The incident occurred after the baby was hospitalised for a week owing to malnutrition.

It was the mother’s version that she took a bottle cap and placed it over the child’s mouth and nose until the crying stopped. 

State argues 'dolus directus' opposed to 'dolus eventualis'

The State rejected the woman’s guilty plea as it contested the form of intent relied upon by the mother in her plea statement, i.e. dolus eventualis (foresight of possibility for a harmful consequence).

The State contended and sought to prove during the course of the trial, that the mother had acted with dolus directus (direct intent to bring about the material elements of a crime) instead.

During the trial, it emerged from one of the State witnesses (an uncle of the mother) that she tried to implicate her four-year-old daughter for the death of the baby when she reported the matter to them just after 4am.

According to the record, the family called the police and an ambulance to attend to the baby who was not breathing, however, the ambulance did not take the baby when they noticed a ring on the child’s face. 

It was the mother’s version to medical personnel that she had gone to the toilet in the early hours of that morning and left the baby with her four-year-old daughter, O, and when she came back, she noticed that the baby was not breathing.

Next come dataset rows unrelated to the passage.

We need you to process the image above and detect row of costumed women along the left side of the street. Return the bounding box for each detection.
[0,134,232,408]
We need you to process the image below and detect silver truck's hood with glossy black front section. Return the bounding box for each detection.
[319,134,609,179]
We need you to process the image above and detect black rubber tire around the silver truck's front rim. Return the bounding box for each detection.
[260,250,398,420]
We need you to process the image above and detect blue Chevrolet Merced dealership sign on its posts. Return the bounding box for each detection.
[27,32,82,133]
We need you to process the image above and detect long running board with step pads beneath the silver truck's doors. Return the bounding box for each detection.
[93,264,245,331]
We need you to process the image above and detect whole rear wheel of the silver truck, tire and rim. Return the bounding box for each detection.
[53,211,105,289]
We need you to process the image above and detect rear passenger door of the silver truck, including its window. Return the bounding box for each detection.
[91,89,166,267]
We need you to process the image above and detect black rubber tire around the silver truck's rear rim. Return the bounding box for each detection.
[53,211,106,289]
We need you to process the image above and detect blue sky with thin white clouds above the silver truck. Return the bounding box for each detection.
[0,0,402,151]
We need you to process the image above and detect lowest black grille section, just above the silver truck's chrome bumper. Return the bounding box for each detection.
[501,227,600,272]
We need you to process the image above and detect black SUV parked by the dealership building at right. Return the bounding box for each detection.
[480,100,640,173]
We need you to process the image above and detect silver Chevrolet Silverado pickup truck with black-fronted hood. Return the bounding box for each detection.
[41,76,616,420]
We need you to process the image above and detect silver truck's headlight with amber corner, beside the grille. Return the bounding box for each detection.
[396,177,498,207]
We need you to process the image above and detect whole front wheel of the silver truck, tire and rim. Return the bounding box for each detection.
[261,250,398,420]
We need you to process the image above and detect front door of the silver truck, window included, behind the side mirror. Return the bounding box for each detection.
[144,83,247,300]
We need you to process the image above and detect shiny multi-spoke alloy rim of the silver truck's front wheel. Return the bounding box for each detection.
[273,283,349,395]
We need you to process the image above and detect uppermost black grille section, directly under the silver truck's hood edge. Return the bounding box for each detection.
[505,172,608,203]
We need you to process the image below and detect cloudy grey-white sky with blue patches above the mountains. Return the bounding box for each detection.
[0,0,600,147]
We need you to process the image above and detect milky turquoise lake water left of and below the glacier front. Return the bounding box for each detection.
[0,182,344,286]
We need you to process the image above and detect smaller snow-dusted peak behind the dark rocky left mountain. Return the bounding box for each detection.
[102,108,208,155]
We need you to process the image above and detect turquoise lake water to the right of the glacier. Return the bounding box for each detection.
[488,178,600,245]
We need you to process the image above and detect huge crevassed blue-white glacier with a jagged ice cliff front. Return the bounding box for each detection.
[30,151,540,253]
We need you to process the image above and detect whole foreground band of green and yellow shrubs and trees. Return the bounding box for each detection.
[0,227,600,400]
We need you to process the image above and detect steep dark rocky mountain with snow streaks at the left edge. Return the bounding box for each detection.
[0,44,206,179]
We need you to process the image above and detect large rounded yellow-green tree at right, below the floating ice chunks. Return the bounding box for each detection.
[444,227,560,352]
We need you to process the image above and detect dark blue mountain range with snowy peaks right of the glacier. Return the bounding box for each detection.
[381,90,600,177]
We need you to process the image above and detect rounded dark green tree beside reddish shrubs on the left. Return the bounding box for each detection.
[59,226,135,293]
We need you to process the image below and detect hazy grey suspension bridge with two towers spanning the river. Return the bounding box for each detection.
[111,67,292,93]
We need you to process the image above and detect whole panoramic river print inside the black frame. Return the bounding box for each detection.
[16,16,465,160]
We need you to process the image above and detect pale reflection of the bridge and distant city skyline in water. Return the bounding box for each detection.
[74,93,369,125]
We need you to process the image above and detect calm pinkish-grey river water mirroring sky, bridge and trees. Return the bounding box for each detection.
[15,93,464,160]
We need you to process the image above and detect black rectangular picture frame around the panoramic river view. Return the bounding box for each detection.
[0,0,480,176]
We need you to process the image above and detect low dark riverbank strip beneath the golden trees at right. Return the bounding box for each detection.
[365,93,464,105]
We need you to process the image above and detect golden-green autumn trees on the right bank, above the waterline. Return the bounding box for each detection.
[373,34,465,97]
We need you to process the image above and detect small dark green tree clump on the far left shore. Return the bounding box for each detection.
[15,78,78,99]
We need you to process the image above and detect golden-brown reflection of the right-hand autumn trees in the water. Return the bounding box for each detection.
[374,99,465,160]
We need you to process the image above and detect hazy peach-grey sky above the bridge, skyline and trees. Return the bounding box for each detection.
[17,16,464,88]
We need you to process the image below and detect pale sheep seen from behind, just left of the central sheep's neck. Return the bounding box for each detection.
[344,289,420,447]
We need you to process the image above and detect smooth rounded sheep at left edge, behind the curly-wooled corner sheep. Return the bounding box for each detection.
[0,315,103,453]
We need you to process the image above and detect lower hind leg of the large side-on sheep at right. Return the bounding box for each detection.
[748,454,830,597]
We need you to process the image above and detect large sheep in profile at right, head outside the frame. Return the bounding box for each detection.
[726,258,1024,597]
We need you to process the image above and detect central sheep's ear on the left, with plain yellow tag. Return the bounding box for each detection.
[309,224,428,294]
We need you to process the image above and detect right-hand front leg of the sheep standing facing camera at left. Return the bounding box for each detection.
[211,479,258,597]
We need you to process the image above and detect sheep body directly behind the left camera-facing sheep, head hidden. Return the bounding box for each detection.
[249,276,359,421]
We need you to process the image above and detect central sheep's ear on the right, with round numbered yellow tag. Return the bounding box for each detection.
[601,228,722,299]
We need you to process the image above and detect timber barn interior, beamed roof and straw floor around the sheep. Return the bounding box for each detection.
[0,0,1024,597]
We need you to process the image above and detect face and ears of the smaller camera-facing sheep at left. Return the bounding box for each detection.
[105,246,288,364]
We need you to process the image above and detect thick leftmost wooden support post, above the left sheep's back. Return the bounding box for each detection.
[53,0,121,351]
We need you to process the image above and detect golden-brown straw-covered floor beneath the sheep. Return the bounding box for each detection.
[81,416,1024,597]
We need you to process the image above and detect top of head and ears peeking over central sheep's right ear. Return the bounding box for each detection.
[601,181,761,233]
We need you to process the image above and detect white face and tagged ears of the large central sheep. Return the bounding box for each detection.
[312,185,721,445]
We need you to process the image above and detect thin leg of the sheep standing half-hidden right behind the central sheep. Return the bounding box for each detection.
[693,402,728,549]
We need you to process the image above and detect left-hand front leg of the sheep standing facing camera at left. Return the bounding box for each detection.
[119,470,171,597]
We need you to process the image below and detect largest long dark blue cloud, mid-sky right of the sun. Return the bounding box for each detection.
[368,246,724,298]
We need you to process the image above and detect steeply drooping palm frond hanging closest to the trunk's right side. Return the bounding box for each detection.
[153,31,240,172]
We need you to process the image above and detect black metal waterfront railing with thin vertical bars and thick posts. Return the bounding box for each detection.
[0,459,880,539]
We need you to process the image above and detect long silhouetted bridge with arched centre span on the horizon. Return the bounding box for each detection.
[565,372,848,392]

High Court Judge Ncumisa Mayosi said: “The crime of infanticide or filicide admitted by the appellant is abhorrent, and the needs of society demand that she be punished and that such punishment be sufficient to deter others, and thereby ultimately protect potential victims. It is also important that punishment should fit the criminal as well as the crime, be fair to society and be blended with a measure of mercy according to the circumstances.” 

Lower court should have sought deeper understanding

Mayosi added: “There is an aspect of the triad however to which the learned magistrate paid insufficient or no regard during sentence. And that is the offender and, coupled with that, the nature of the crime she had committed. It is fair to say that no parent wakes up on any given day and proceeds to murder their vulnerable defenceless six-month-old baby. The circumstances of this case, therefore, called for the magistrate to seek a deeper understanding of the factors that drive a parent to this unfortunate path, in general, but also the circumstances that led to this particular accused to do so.” 

Mayosi, who emphasised that “murder of any sort is horrendous”, quoted from a body of work by Associate Professor Amanda Spies.

An excerpt from Spies’s work titled Judging Gender: The Sentencing of South African Mothers who Murder their Children, reads: “Women who murder their children are not only judged for their infraction but also for their compliance/deviation from the stereotypical role of motherhood. Motherhood is interpreted through a specific set of socio-cultural norms, with mothers needing to be loving, warm, selfless, and protective at all times. The expectations of motherhood encompass not just being a mother but also being a ‘good mother’ placing the wellbeing of children before ‘everything, anything and anyone else’.

“The ‘motherhood mandate’ is further rooted in class, race, and gender ideals with a ‘good’ mother seen as white, middle-class, married, heterosexual, and able-bodied with the exclusive responsibility of mothering their biological children….filicidal women who transgress this mandate without any apparent justification, such as mental instability, are viewed as doubly deviant not only in breaking the law but, also transgressing  ‘their own female nature and their primary social identity as a mother’ – the bad mother. The narrative that emerges in criminal trials is that ‘bad’ filicidal women are demoted from their status of mother and effectively woman, to a monster lacking in humanity.”